Viaje a Constantinopla

El periplo de Blasco Ibáñez por Oriente.

El vals lo inventó un valenciano que se estableció en Viena, Vicente Martín. Me enteré a través de otro valenciano y tocayo suyo, Vicente Blasco Ibáñez, que lo cuenta en su libro de viajes Oriente, firmado en 1909. La ventaja de seguir los pasos de viajeros de otras épocas es que no solo te desplazas en el espacio, sino también a través del tiempo. Así llegamos a Constantinopla cuando ésta todavía era capital del Imperio Turco, varios años antes de la Primera Guerra Mundial y la consecuente desaparición de la dinastía otomana.

El camino de Oriente lo inicia Blasco en Vichy, ciudad francesa que atraía a miles de extranjeros por sus famosas aguas, pero también llamada ciudad de la música. ¿Y qué música sonaba más entonces en Europa? Pues sorprendentemente, según el célebre novelista, música española: “la tocan más en el mundo y es más conocida que la de El anillo del Nibelungo”. Suiza, Alemania, Austria, Hungría son los países que nuestro autor atraviesa en busca de su exótico destino. Curiosamente, a la Europa occidental la llama la verdadera Europa y, a partir de Austria, “hacia el oriente, están acampados pueblos que, aunque de aspecto semejante al nuestro, son de origen asiático y han sido depositados en el lugar que ocupan por el oleaje de las invasiones”.

En tren, llega a Serbia: “Empieza el Oriente, al que sirven de avanzada los Balcanes, con sus pequeños y revoltosos estados”. Blasco Ibáñez confiesa su amor por Turquía y el alto concepto en que tiene a sus habitantes. Frente a su fama de crueles y sanguinarios, los considera buenos y francos: “su dulzura se manifiesta por un gran respeto a los animales”. Hoy las agencias programan viajes a Estambul, pero a comienzos del siglo XX Estambul denominaba solo a una de las tres ciudades —ocupaba el solar de la antigua Bizancio; las otras dos serían Pera y Gálata— que conformaban Constantinopla, aquella Nueva Roma que Constantino hizo capital del Imperio en el 330.

Hoy en día, los turistas entran en cualquier sitio, aun en los más sagrados recintos, con el afán de tomar fotos o grabar vídeos. Parece que ese es el sentido del viaje, aunque no se percaten muy bien de lo que tienen delante.

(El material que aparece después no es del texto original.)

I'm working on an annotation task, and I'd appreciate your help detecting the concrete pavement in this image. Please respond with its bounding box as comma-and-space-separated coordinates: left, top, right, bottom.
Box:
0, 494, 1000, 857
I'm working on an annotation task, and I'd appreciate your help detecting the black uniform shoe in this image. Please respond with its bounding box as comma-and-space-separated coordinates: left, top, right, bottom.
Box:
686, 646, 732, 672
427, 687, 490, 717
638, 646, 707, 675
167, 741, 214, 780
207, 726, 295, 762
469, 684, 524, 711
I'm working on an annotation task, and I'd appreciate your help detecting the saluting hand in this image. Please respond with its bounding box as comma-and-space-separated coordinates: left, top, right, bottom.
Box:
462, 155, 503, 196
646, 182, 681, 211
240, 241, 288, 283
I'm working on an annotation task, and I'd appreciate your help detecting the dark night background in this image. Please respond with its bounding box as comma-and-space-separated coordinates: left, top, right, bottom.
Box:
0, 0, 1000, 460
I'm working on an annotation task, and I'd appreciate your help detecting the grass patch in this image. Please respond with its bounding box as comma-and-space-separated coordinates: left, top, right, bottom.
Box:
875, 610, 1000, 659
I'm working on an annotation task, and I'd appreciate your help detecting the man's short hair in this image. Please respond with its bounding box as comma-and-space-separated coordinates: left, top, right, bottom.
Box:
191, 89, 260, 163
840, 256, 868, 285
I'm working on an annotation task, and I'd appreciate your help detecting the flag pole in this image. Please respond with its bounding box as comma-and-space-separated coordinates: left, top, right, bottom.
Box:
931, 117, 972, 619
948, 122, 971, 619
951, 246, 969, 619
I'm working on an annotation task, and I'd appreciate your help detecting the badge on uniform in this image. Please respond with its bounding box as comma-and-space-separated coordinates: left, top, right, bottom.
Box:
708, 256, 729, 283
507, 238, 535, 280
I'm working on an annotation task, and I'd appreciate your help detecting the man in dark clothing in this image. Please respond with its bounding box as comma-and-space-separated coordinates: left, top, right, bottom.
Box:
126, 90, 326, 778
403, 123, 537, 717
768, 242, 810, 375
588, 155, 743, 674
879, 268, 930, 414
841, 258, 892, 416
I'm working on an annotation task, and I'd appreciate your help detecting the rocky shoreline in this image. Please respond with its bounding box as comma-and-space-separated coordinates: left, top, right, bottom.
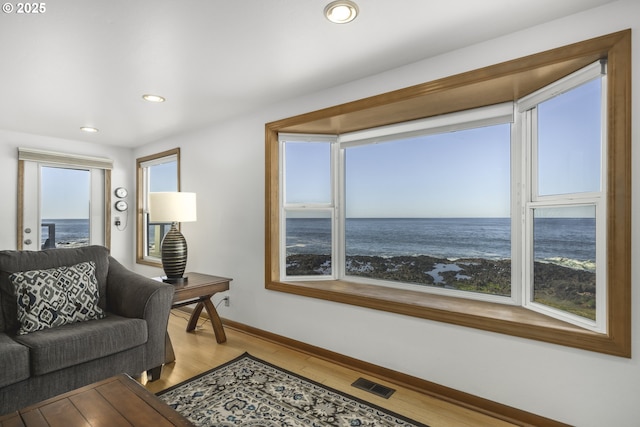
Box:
287, 254, 596, 319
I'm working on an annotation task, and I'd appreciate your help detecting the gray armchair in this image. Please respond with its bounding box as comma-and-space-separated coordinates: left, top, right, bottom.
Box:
0, 246, 174, 415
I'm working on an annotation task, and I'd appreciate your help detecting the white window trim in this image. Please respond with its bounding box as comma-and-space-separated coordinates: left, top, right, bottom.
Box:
139, 154, 178, 263
516, 60, 608, 333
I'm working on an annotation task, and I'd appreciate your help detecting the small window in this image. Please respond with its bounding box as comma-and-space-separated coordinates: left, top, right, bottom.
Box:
17, 148, 113, 250
137, 148, 180, 266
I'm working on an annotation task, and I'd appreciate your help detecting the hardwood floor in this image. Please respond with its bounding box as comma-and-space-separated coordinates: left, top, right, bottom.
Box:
141, 310, 514, 427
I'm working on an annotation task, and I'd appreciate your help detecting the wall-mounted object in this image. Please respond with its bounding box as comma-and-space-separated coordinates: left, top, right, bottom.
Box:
114, 187, 129, 199
115, 200, 129, 212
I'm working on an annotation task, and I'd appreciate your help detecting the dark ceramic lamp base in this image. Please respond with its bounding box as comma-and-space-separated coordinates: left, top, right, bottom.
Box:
162, 223, 187, 284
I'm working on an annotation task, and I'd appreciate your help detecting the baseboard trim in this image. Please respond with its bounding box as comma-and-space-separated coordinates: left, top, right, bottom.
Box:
222, 319, 568, 427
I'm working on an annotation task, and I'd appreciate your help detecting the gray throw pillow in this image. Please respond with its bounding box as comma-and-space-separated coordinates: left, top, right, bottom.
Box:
9, 261, 106, 335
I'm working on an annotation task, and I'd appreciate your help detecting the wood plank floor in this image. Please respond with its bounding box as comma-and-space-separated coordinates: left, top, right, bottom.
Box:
141, 310, 513, 427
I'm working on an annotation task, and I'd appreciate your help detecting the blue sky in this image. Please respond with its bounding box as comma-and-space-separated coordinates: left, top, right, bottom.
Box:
41, 167, 90, 219
40, 162, 177, 219
286, 79, 601, 218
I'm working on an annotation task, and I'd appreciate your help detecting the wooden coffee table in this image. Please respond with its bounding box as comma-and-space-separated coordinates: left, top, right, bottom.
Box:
0, 374, 193, 427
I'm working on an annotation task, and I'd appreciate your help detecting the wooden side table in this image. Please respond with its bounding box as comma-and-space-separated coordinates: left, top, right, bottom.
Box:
162, 272, 233, 363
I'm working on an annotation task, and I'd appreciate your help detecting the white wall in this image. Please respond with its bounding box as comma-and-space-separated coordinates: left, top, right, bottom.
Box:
0, 130, 135, 267
72, 0, 640, 426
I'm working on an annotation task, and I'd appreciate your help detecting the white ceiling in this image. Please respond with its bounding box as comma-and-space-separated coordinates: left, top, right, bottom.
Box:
0, 0, 612, 147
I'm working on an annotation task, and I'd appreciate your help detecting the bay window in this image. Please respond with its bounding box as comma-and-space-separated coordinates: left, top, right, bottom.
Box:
266, 31, 630, 357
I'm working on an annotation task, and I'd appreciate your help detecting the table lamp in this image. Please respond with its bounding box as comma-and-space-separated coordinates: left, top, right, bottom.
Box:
149, 192, 196, 283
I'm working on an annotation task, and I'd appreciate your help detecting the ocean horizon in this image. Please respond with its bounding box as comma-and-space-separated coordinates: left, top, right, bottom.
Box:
40, 218, 90, 247
286, 218, 596, 269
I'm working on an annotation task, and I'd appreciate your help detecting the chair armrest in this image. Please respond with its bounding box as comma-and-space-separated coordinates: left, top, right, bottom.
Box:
107, 256, 175, 374
107, 256, 174, 324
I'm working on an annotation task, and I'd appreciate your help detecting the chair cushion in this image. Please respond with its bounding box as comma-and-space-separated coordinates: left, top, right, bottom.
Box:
9, 261, 105, 335
15, 313, 148, 375
0, 246, 109, 334
0, 334, 29, 387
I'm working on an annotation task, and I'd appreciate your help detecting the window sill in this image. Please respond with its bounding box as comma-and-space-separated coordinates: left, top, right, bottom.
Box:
266, 280, 621, 356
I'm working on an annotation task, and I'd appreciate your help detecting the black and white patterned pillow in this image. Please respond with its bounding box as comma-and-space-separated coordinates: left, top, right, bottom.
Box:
9, 261, 106, 335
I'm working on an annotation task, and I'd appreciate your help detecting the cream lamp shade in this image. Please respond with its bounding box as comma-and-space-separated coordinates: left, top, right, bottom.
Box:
149, 192, 196, 284
149, 191, 197, 222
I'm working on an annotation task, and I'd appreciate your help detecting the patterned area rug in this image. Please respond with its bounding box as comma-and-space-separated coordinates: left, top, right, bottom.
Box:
158, 353, 428, 427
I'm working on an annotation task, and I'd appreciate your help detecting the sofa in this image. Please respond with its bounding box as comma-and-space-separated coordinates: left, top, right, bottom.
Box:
0, 246, 174, 415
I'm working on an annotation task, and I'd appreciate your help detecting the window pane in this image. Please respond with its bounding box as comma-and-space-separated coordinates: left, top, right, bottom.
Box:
285, 142, 331, 203
538, 79, 602, 196
286, 211, 332, 276
145, 160, 178, 258
533, 206, 596, 320
40, 167, 91, 249
345, 124, 511, 296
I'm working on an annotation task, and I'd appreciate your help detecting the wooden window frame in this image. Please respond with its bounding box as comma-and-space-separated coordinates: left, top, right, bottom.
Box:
265, 30, 631, 357
136, 148, 180, 268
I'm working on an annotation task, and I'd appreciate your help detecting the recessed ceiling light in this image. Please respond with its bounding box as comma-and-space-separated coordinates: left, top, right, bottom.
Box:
142, 94, 165, 102
324, 0, 358, 24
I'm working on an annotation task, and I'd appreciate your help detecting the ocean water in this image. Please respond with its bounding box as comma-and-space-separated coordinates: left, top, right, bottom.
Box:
286, 218, 595, 264
41, 219, 89, 247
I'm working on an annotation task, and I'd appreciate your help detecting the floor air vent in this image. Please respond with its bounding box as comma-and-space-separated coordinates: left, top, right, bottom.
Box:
351, 378, 395, 399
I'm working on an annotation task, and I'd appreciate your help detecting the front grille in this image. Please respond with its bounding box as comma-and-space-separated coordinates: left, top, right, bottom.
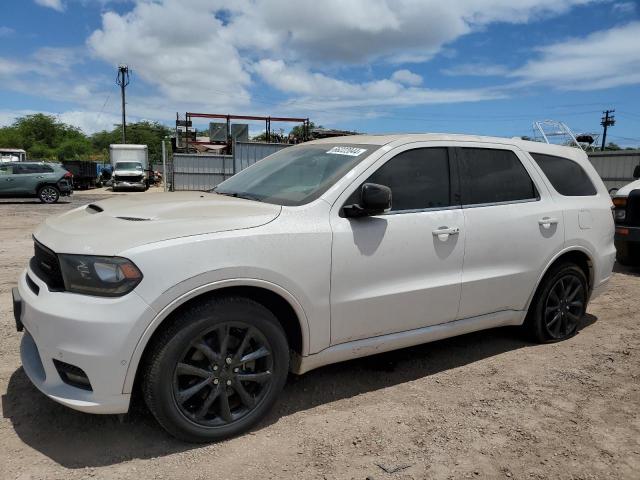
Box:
27, 275, 40, 295
29, 241, 64, 291
116, 175, 142, 183
623, 189, 640, 227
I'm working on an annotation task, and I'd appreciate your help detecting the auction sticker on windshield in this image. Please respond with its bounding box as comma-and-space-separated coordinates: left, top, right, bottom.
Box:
327, 147, 367, 157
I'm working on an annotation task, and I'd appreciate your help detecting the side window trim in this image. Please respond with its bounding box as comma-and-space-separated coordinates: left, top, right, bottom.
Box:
338, 144, 462, 217
449, 145, 541, 208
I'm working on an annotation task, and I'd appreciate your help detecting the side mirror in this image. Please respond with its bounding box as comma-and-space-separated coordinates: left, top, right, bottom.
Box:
342, 183, 391, 217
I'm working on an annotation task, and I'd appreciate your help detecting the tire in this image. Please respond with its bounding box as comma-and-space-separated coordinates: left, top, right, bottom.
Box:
38, 185, 60, 203
525, 263, 589, 343
142, 297, 289, 443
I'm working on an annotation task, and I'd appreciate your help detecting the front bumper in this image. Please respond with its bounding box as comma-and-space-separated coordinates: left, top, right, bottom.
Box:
14, 269, 155, 414
112, 180, 147, 190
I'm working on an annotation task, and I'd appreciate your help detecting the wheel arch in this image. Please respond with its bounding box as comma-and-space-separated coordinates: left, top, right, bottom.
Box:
123, 279, 309, 393
525, 247, 595, 311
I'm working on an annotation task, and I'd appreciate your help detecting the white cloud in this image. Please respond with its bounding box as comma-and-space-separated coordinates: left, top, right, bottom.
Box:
88, 0, 250, 108
391, 69, 422, 87
225, 0, 596, 63
440, 63, 509, 77
613, 2, 636, 15
510, 22, 640, 90
254, 60, 504, 110
35, 0, 64, 12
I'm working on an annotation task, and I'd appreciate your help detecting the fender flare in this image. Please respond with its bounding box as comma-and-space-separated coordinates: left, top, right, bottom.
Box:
524, 245, 595, 312
122, 278, 309, 394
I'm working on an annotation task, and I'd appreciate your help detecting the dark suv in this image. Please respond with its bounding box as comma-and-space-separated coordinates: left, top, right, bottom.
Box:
0, 162, 73, 203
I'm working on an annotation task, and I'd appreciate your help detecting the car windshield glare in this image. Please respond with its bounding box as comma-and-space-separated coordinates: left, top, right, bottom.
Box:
212, 143, 380, 206
116, 162, 142, 171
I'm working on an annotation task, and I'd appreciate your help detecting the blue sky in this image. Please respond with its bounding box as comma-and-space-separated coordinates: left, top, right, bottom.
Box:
0, 0, 640, 146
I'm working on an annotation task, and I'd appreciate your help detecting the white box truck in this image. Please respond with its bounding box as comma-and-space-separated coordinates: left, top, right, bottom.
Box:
109, 144, 149, 192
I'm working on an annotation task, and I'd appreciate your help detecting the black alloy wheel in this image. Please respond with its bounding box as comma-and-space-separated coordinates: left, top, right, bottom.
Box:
525, 263, 589, 343
38, 185, 60, 203
141, 297, 289, 442
544, 274, 586, 340
173, 322, 273, 427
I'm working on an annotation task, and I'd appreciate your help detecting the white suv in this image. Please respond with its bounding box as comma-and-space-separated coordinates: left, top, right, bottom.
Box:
14, 134, 615, 441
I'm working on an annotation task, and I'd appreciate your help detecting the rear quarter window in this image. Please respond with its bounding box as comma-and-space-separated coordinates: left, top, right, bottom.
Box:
530, 152, 598, 197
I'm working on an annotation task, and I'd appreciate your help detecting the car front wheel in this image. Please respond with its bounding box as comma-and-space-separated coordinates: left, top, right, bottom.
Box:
38, 185, 60, 203
142, 297, 289, 442
526, 263, 588, 343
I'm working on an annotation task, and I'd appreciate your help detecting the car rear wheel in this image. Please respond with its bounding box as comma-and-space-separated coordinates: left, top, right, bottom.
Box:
142, 297, 289, 442
38, 185, 60, 203
525, 263, 588, 343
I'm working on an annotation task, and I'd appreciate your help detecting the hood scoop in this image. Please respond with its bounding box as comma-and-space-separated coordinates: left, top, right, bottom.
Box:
86, 203, 104, 213
116, 217, 151, 222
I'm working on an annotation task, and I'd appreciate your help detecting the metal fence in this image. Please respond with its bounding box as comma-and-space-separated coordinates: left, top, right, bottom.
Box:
165, 142, 291, 190
588, 150, 640, 189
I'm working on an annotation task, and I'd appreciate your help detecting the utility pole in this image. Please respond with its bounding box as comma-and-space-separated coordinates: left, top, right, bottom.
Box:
116, 64, 129, 143
600, 110, 616, 152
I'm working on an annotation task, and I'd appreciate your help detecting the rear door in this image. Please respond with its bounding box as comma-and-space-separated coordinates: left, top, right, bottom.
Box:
455, 144, 564, 319
0, 163, 16, 195
331, 144, 465, 344
13, 163, 44, 195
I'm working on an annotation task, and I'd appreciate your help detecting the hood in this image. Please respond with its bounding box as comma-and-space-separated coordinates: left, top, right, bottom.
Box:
613, 180, 640, 197
34, 192, 282, 255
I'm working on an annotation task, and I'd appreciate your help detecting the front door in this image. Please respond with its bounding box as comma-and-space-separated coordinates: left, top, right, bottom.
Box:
331, 146, 465, 344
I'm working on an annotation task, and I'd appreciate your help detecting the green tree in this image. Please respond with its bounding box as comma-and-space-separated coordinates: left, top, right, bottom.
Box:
289, 122, 322, 139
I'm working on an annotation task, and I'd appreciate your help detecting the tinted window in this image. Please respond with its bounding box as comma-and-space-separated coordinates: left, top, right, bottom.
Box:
457, 148, 538, 205
357, 148, 451, 211
531, 153, 597, 197
13, 163, 53, 174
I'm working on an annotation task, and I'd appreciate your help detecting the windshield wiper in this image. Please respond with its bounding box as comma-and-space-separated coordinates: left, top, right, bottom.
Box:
212, 188, 262, 202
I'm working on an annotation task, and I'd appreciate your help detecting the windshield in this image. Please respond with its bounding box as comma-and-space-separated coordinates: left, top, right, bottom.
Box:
213, 143, 380, 206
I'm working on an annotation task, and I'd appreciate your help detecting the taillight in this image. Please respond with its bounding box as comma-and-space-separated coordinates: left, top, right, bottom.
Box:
612, 197, 627, 222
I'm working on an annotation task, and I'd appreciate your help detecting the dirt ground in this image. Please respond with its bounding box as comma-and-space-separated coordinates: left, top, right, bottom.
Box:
0, 192, 640, 480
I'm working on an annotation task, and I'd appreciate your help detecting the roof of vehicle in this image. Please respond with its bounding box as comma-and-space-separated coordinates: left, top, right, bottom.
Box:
308, 133, 586, 158
109, 143, 148, 150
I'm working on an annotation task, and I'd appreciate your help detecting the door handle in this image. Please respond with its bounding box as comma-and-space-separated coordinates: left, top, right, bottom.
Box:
431, 227, 460, 242
538, 217, 558, 228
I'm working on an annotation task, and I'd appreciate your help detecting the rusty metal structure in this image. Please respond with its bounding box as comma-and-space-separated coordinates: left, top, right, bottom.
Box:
176, 112, 311, 153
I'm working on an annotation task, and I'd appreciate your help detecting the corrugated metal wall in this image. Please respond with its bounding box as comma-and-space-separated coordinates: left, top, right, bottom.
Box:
167, 142, 291, 190
167, 153, 233, 190
588, 150, 640, 189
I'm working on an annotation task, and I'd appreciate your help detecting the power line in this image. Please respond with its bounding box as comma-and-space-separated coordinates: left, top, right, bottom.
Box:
116, 64, 129, 143
600, 110, 616, 151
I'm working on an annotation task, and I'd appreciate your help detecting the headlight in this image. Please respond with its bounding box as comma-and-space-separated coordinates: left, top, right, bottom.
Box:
58, 254, 142, 297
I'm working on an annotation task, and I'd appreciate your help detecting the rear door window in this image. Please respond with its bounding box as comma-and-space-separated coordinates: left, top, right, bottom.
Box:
356, 148, 452, 211
530, 153, 598, 197
456, 148, 538, 205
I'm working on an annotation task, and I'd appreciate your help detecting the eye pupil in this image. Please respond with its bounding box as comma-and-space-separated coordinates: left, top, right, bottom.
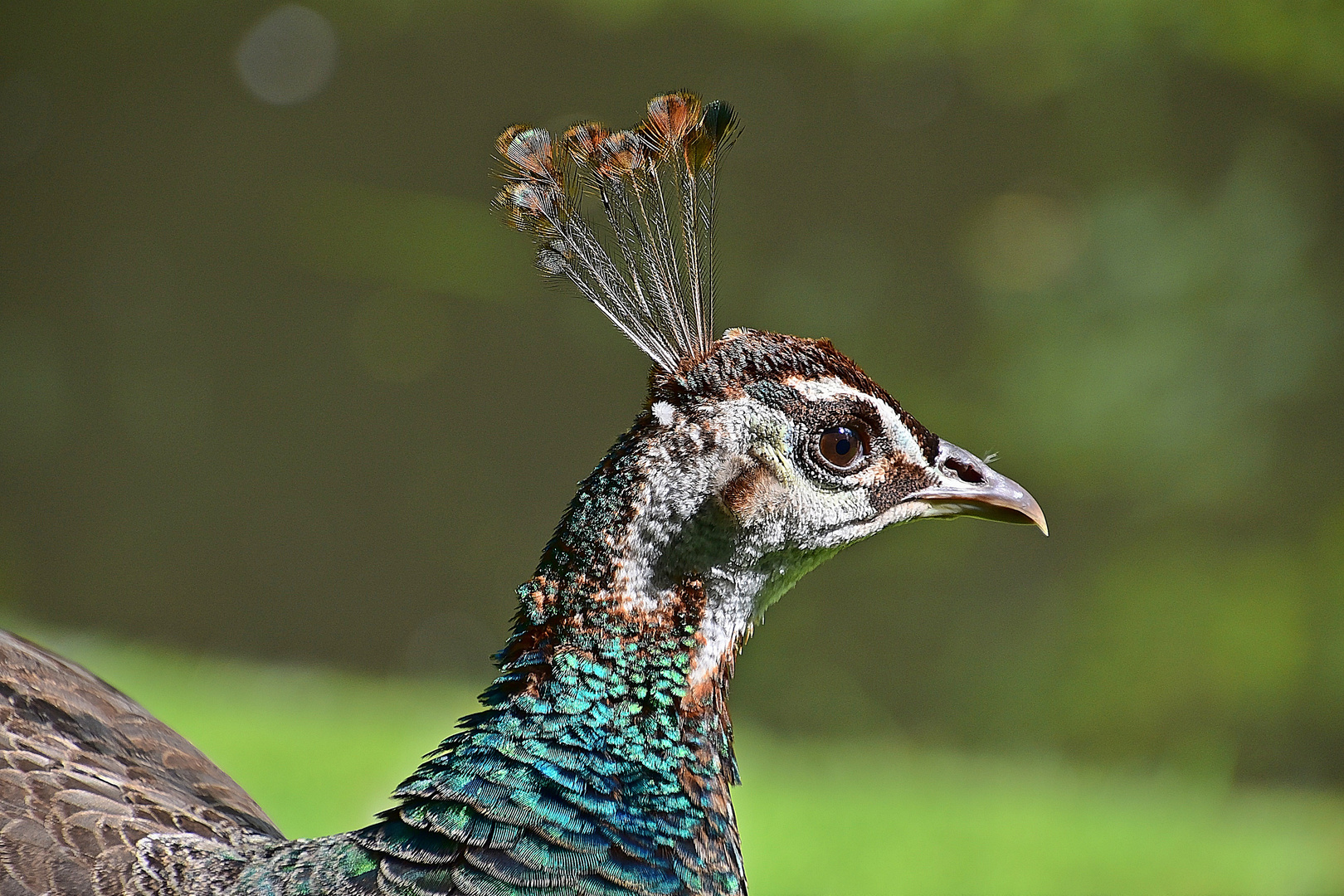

La divulgación de las tecnologías quiere sustituir así a nuestros ojos y hasta a nuestras almas. Bien distinto es el caso del viajero de hace un siglo, que emprendía una verdadera aventura en solitario por tierras muy rara vez pisadas por algún compatriota y consciente de los riesgos que afrontaba. Con admirable capacidad de penetración y portentosa destreza descriptiva, Blasco Ibáñez nos presenta lugares y personas mejor que cualquier fotografía. Particularmente envidiable me resulta el episodio de los derviches danzantes.

El autor de obras como Cañas y barro o La bodega ofrece una visión fascinada y fascinante de Turquía. Afirma que Constantinopla es una de las tres ciudades más importantes de la historia de la humanidad, reivindica su carácter tolerante y nos hace sentir la belleza de atmósferas y paisajes, así como el palpitar de sus gentes. Destaca la libertad religiosa que, a la sazón, existía y la pluralidad de etnias y culturas. Visita al Papa griego, “un sacro pastor que extiende su cayado sobre millones de místicas ovejas”. El patriarca ortodoxo, después del gran imán, era el primer funcionario religioso del imperio turco, cuyos soldados, “fervorosos musulmanes, velan, bayoneta en el fusil, sobre la existencia y el reposo de este sacerdote extraño a sus creencias”. Lejos estaba el insigne viajero de sospechar las matanzas de cristianos que sobrevendrían. Actualmente, los integrantes de las diversas iglesias cristianas suman poco más de cien mil en toda Turquía. En los balbuceos del siglo XX, nada hacía presagiar las terribles revoluciones, guerras y genocidios que iban a transformar Europa y el mundo de manera radical.